The National Athletic Trainers’ Association issued guidelines in 2012, which were endorsed by several other sports and medical organizations, urging schools not to use exercise and conditioning activities as punishment. Lane, the former receiver, said “Jesus walks” was a common punishment for players who were late to meetings or workouts.

“You would put it on your back and literally walk the stairs,” he said.

Several players said they felt their health was neglected by coaches and athletic trainers. Little, the former linebacker, said following one practice his body was locked up from head to toe. He still has two small scars in his arm today because staff in the training room couldn’t get an IV needle in his arm.

“While I’m laying there with full cramps . . . Coach Court was demoralizing me in the background,” he recalled, “calling me soft, calling me a p---- b---- for laying down on the table.”

Donahue said he met with Durkin in December 2016 to tell him he could no longer deal with the constant bullying. He says Durkin told him that “sounds like a great story to tell my parents on why I’m quitting.”

“You know, I’m a strong person,” said Donahue, who said he has seen a therapist and taken the anti-depressant Wellbutrin to treat his condition. “It’s just, you go through all of that and it really wears you down eventually to the point where you just don’t know what to do, especially as a teenager — like 19, 20 years old and you’re dealing with that life every day and you realize that you have four more years of it.”

Lane said he told investigators the team’s medical staff tried sending him onto the field with a torn tendon, and on another occasion the team’s head trainer, Wes Robinson, urged him to return from a concussion before he was ready. Robinson has been placed on administrative leave and has not responded to requests to comment.

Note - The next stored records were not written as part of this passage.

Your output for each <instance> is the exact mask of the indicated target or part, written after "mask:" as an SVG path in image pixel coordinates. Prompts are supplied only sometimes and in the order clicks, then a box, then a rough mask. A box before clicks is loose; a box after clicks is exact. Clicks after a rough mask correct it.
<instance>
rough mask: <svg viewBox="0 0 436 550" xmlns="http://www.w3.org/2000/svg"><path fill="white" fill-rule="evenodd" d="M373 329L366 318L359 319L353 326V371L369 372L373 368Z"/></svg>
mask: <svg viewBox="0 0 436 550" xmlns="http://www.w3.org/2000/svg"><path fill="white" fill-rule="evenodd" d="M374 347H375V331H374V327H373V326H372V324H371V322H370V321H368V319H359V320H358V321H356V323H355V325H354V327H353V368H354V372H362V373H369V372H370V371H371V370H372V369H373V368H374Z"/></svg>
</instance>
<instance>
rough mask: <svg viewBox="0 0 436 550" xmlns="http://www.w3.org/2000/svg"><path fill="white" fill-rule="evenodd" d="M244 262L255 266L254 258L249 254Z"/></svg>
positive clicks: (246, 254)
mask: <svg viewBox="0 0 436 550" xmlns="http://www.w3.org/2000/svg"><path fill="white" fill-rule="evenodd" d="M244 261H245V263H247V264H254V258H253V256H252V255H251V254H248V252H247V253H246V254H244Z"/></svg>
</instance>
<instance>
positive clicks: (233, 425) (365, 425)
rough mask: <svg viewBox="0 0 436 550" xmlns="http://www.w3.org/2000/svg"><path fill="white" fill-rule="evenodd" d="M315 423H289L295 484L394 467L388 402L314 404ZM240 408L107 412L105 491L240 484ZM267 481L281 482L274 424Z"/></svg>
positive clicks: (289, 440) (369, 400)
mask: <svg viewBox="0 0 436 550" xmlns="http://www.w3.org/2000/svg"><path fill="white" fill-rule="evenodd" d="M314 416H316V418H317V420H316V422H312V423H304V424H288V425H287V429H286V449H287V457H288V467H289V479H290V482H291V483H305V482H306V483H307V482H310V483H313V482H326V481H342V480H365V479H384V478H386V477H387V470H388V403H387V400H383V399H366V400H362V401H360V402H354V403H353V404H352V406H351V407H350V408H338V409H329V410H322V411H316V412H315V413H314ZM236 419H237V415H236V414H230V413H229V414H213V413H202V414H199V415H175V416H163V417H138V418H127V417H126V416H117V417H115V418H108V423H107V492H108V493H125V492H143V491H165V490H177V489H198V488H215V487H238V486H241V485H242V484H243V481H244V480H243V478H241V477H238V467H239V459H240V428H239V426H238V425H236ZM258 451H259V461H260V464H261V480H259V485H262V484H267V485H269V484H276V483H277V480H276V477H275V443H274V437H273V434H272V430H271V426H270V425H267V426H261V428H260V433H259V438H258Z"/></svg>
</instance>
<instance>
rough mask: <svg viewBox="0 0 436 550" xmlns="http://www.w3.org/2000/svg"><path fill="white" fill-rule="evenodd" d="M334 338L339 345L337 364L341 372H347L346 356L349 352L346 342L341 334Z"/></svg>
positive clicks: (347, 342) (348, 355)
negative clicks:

“He was trying to just rush me back, telling me I was lying, telling me that I was scared to play,” Lane said. “Basically trying to pressure me into coming back before I was ready.”

Lane’s complaints were largely reserved for the training staff, and he said the entire investigation could serve as a reckoning for the Maryland football program.

“Everything they’ve done in the dark comes to light,” the former wide receiver said. “They would sweep a lot of things under the rug, and now the truth is coming out and you can’t really do anything about it but face the consequences.”